Parler d'engagement politique et exercer cet engagement supposent, du chrétien d'aujourd'hui, qu'il soit suffisamment formé, informé et averti de la vision chrétienne de l'activité politique. La Parole de Dieu est la lumière qui aide le chrétien à ne pas perdre de vue la charité. Car, « s'il y a pas un enseignement politique chrétien, il y a nécessairement des exigences chrétiennes en politique, comme dans tous les domaines dans lesquels l'homme engage son destin »58(*) nous affirme J. AUBERT.

En effet, la politique est un domaine qui a toujours suscité de graves réserves chez les chrétiens (hommes et femmes) du Mali de façon générale et peut être à un degré encore un plus élevé chez les Bwa. Cette attitude des catholiques dans leur majorité, a longtemps prêté à de variantes interprétations. Mais, il faut se dire que l'attitude rétive des Bwa chrétiens face à l'activité politique s'explique de façon diverse.
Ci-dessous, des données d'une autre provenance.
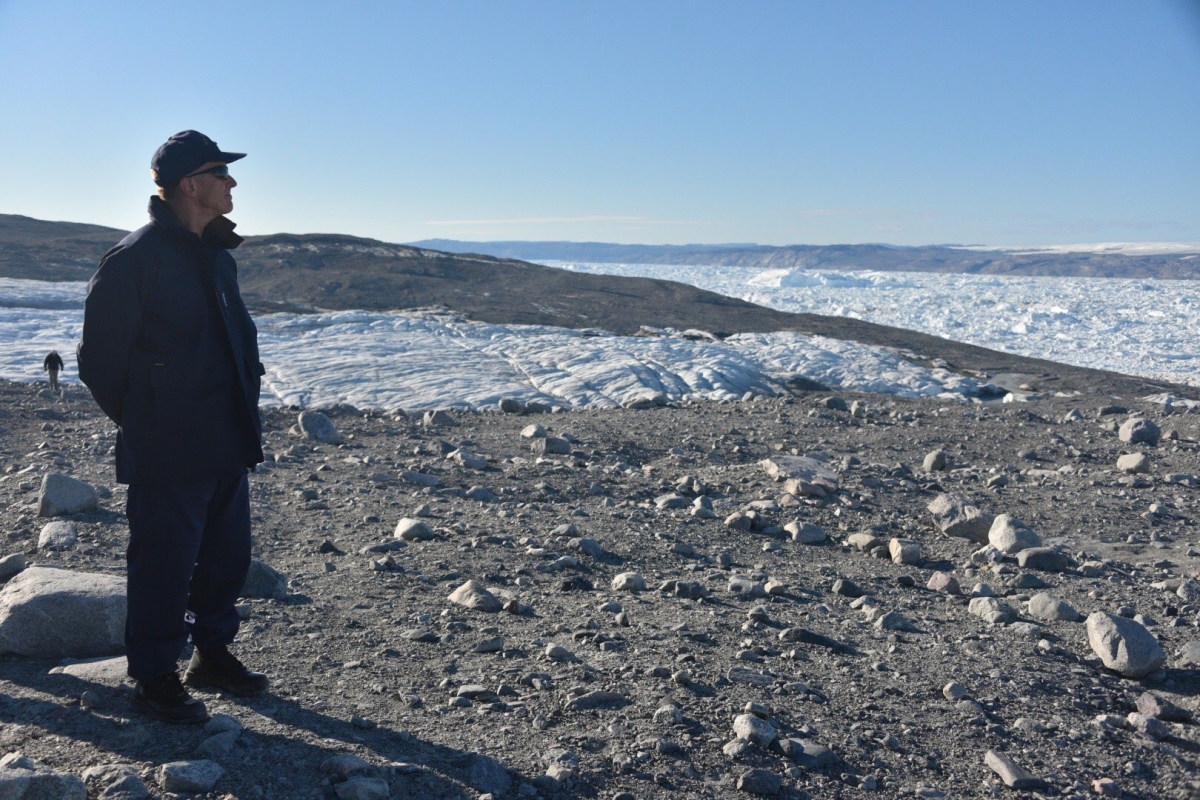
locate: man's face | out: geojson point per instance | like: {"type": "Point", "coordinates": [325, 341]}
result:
{"type": "Point", "coordinates": [213, 192]}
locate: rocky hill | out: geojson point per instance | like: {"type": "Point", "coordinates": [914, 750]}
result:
{"type": "Point", "coordinates": [849, 257]}
{"type": "Point", "coordinates": [330, 271]}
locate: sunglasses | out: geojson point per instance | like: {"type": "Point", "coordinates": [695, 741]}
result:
{"type": "Point", "coordinates": [221, 170]}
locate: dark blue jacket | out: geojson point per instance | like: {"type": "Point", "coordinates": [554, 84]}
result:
{"type": "Point", "coordinates": [171, 353]}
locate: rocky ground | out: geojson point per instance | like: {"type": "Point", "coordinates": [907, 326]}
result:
{"type": "Point", "coordinates": [783, 643]}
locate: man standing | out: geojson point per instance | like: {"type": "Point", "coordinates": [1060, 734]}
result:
{"type": "Point", "coordinates": [52, 365]}
{"type": "Point", "coordinates": [171, 355]}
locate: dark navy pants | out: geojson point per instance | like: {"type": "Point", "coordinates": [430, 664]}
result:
{"type": "Point", "coordinates": [187, 561]}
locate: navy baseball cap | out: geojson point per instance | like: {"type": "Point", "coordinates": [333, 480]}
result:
{"type": "Point", "coordinates": [184, 154]}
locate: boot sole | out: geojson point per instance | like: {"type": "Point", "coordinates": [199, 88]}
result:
{"type": "Point", "coordinates": [195, 681]}
{"type": "Point", "coordinates": [142, 707]}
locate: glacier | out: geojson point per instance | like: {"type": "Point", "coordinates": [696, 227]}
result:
{"type": "Point", "coordinates": [427, 360]}
{"type": "Point", "coordinates": [1135, 326]}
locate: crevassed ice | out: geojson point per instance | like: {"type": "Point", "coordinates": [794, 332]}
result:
{"type": "Point", "coordinates": [1137, 326]}
{"type": "Point", "coordinates": [395, 360]}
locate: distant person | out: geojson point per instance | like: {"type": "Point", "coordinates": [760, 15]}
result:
{"type": "Point", "coordinates": [52, 365]}
{"type": "Point", "coordinates": [171, 355]}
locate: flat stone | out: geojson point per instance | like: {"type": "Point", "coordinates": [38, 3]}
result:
{"type": "Point", "coordinates": [58, 536]}
{"type": "Point", "coordinates": [629, 582]}
{"type": "Point", "coordinates": [468, 459]}
{"type": "Point", "coordinates": [943, 582]}
{"type": "Point", "coordinates": [315, 425]}
{"type": "Point", "coordinates": [1014, 777]}
{"type": "Point", "coordinates": [127, 787]}
{"type": "Point", "coordinates": [954, 516]}
{"type": "Point", "coordinates": [905, 551]}
{"type": "Point", "coordinates": [761, 782]}
{"type": "Point", "coordinates": [21, 779]}
{"type": "Point", "coordinates": [894, 621]}
{"type": "Point", "coordinates": [1123, 645]}
{"type": "Point", "coordinates": [954, 692]}
{"type": "Point", "coordinates": [264, 582]}
{"type": "Point", "coordinates": [805, 533]}
{"type": "Point", "coordinates": [190, 776]}
{"type": "Point", "coordinates": [52, 613]}
{"type": "Point", "coordinates": [217, 745]}
{"type": "Point", "coordinates": [1049, 608]}
{"type": "Point", "coordinates": [1139, 429]}
{"type": "Point", "coordinates": [1009, 535]}
{"type": "Point", "coordinates": [413, 530]}
{"type": "Point", "coordinates": [1162, 709]}
{"type": "Point", "coordinates": [935, 461]}
{"type": "Point", "coordinates": [598, 699]}
{"type": "Point", "coordinates": [11, 565]}
{"type": "Point", "coordinates": [363, 788]}
{"type": "Point", "coordinates": [1188, 590]}
{"type": "Point", "coordinates": [809, 755]}
{"type": "Point", "coordinates": [1134, 463]}
{"type": "Point", "coordinates": [1147, 726]}
{"type": "Point", "coordinates": [846, 588]}
{"type": "Point", "coordinates": [754, 729]}
{"type": "Point", "coordinates": [106, 672]}
{"type": "Point", "coordinates": [473, 595]}
{"type": "Point", "coordinates": [1047, 559]}
{"type": "Point", "coordinates": [487, 775]}
{"type": "Point", "coordinates": [551, 446]}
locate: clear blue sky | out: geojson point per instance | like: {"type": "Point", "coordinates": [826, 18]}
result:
{"type": "Point", "coordinates": [647, 121]}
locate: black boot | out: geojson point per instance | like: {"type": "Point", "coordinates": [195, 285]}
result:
{"type": "Point", "coordinates": [165, 698]}
{"type": "Point", "coordinates": [217, 668]}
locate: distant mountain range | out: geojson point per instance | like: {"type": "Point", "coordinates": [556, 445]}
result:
{"type": "Point", "coordinates": [1111, 262]}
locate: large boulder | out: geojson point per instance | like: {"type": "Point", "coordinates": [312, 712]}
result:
{"type": "Point", "coordinates": [1125, 645]}
{"type": "Point", "coordinates": [52, 613]}
{"type": "Point", "coordinates": [21, 779]}
{"type": "Point", "coordinates": [957, 517]}
{"type": "Point", "coordinates": [264, 582]}
{"type": "Point", "coordinates": [315, 425]}
{"type": "Point", "coordinates": [1009, 535]}
{"type": "Point", "coordinates": [61, 494]}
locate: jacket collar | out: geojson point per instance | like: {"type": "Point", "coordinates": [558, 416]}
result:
{"type": "Point", "coordinates": [217, 233]}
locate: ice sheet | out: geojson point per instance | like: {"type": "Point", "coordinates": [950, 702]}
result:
{"type": "Point", "coordinates": [1135, 326]}
{"type": "Point", "coordinates": [420, 361]}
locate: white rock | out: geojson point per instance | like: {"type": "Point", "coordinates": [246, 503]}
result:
{"type": "Point", "coordinates": [61, 494]}
{"type": "Point", "coordinates": [473, 595]}
{"type": "Point", "coordinates": [629, 582]}
{"type": "Point", "coordinates": [753, 728]}
{"type": "Point", "coordinates": [52, 613]}
{"type": "Point", "coordinates": [1122, 644]}
{"type": "Point", "coordinates": [1009, 535]}
{"type": "Point", "coordinates": [190, 776]}
{"type": "Point", "coordinates": [1134, 463]}
{"type": "Point", "coordinates": [413, 530]}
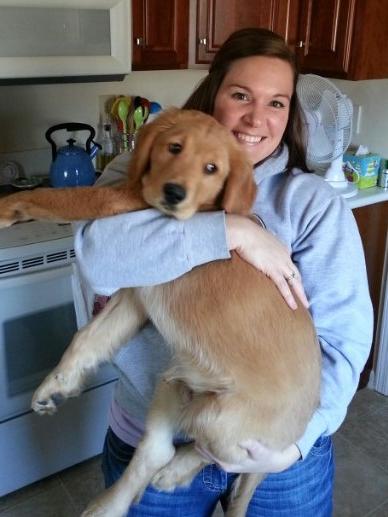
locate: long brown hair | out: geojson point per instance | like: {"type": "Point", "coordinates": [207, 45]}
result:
{"type": "Point", "coordinates": [246, 43]}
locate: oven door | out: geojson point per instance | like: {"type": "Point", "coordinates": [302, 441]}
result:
{"type": "Point", "coordinates": [37, 322]}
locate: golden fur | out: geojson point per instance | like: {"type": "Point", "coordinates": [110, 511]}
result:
{"type": "Point", "coordinates": [245, 365]}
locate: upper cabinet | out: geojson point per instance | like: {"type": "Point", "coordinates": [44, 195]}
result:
{"type": "Point", "coordinates": [343, 38]}
{"type": "Point", "coordinates": [160, 34]}
{"type": "Point", "coordinates": [216, 19]}
{"type": "Point", "coordinates": [334, 38]}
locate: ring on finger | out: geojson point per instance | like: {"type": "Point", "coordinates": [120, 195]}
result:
{"type": "Point", "coordinates": [291, 277]}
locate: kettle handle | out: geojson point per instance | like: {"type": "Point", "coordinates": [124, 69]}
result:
{"type": "Point", "coordinates": [70, 126]}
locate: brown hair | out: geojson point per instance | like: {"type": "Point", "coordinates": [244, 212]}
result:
{"type": "Point", "coordinates": [246, 43]}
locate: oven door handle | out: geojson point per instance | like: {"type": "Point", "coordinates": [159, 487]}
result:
{"type": "Point", "coordinates": [36, 276]}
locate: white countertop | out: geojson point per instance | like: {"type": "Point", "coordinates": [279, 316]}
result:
{"type": "Point", "coordinates": [368, 196]}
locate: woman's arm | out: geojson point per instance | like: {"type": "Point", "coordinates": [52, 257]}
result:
{"type": "Point", "coordinates": [331, 260]}
{"type": "Point", "coordinates": [147, 248]}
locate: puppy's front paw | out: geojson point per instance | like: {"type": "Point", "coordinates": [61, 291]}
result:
{"type": "Point", "coordinates": [169, 478]}
{"type": "Point", "coordinates": [53, 391]}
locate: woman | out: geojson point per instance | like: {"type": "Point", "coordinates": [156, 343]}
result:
{"type": "Point", "coordinates": [250, 89]}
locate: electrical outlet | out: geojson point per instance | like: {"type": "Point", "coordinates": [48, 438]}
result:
{"type": "Point", "coordinates": [357, 118]}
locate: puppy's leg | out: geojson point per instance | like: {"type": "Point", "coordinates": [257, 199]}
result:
{"type": "Point", "coordinates": [154, 451]}
{"type": "Point", "coordinates": [181, 470]}
{"type": "Point", "coordinates": [69, 204]}
{"type": "Point", "coordinates": [95, 343]}
{"type": "Point", "coordinates": [242, 491]}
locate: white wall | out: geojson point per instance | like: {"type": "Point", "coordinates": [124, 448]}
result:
{"type": "Point", "coordinates": [27, 111]}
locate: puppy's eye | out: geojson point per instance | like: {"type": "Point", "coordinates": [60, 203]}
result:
{"type": "Point", "coordinates": [210, 168]}
{"type": "Point", "coordinates": [175, 148]}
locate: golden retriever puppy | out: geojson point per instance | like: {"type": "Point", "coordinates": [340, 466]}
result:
{"type": "Point", "coordinates": [243, 361]}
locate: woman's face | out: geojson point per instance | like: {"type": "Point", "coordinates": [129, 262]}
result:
{"type": "Point", "coordinates": [253, 101]}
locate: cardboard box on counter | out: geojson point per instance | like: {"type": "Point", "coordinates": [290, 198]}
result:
{"type": "Point", "coordinates": [362, 169]}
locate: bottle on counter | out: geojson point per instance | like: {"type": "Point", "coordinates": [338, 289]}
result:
{"type": "Point", "coordinates": [107, 152]}
{"type": "Point", "coordinates": [383, 174]}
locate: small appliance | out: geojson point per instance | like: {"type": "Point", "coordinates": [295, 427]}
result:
{"type": "Point", "coordinates": [72, 165]}
{"type": "Point", "coordinates": [328, 114]}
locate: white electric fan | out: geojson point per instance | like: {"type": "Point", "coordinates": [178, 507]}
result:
{"type": "Point", "coordinates": [329, 115]}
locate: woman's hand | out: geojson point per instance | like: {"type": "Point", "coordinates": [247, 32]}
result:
{"type": "Point", "coordinates": [260, 459]}
{"type": "Point", "coordinates": [266, 253]}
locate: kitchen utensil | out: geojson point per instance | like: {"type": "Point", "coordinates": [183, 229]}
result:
{"type": "Point", "coordinates": [138, 118]}
{"type": "Point", "coordinates": [155, 107]}
{"type": "Point", "coordinates": [72, 165]}
{"type": "Point", "coordinates": [122, 112]}
{"type": "Point", "coordinates": [146, 108]}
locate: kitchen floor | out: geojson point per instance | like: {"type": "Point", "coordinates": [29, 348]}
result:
{"type": "Point", "coordinates": [361, 485]}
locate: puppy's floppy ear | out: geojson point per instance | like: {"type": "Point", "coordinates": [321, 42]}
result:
{"type": "Point", "coordinates": [147, 135]}
{"type": "Point", "coordinates": [240, 188]}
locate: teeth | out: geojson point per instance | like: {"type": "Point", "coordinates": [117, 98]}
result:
{"type": "Point", "coordinates": [249, 139]}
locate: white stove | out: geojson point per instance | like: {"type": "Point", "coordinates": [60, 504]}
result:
{"type": "Point", "coordinates": [37, 322]}
{"type": "Point", "coordinates": [33, 246]}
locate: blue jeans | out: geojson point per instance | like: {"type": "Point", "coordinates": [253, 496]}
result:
{"type": "Point", "coordinates": [303, 490]}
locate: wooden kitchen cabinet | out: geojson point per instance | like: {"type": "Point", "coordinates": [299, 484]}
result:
{"type": "Point", "coordinates": [372, 224]}
{"type": "Point", "coordinates": [216, 19]}
{"type": "Point", "coordinates": [343, 38]}
{"type": "Point", "coordinates": [160, 34]}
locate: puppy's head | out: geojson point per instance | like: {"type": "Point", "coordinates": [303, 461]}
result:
{"type": "Point", "coordinates": [186, 161]}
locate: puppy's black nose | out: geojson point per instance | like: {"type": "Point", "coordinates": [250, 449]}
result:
{"type": "Point", "coordinates": [174, 193]}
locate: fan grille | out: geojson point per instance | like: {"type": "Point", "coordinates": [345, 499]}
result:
{"type": "Point", "coordinates": [328, 113]}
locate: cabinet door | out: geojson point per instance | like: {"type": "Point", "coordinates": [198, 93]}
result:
{"type": "Point", "coordinates": [216, 19]}
{"type": "Point", "coordinates": [325, 34]}
{"type": "Point", "coordinates": [160, 34]}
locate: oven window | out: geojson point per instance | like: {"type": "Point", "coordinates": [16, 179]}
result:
{"type": "Point", "coordinates": [46, 333]}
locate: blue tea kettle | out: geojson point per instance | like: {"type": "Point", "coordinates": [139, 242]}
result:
{"type": "Point", "coordinates": [72, 165]}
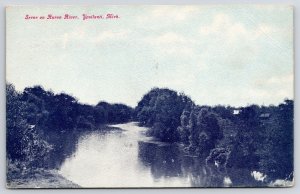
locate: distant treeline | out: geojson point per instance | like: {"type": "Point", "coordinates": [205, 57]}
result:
{"type": "Point", "coordinates": [42, 125]}
{"type": "Point", "coordinates": [252, 137]}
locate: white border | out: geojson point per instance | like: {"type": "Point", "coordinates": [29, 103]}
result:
{"type": "Point", "coordinates": [3, 3]}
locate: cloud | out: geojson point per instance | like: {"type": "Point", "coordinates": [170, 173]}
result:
{"type": "Point", "coordinates": [109, 35]}
{"type": "Point", "coordinates": [171, 43]}
{"type": "Point", "coordinates": [176, 13]}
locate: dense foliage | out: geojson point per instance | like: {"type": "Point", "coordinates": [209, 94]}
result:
{"type": "Point", "coordinates": [252, 137]}
{"type": "Point", "coordinates": [41, 124]}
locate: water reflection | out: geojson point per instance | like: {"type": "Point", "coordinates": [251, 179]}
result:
{"type": "Point", "coordinates": [129, 159]}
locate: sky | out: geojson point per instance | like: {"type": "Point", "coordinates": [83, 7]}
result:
{"type": "Point", "coordinates": [230, 55]}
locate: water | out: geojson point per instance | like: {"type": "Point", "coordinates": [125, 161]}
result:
{"type": "Point", "coordinates": [127, 158]}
D'abord, les séquelles de la répression violente suite à la fameuse Révolte de 1916 a créé un sentiment de haine de la politique encore bien présente dans les mémoires, qu'on soit chrétien ou non. A cela vient s'ajouter le fait créé par la Séparation de l'Eglise et de l'Etat en France et qui fut été à l'origine des tensions entre le Missionnaire et le colon. Crise qui a marqué également les premiers convertis.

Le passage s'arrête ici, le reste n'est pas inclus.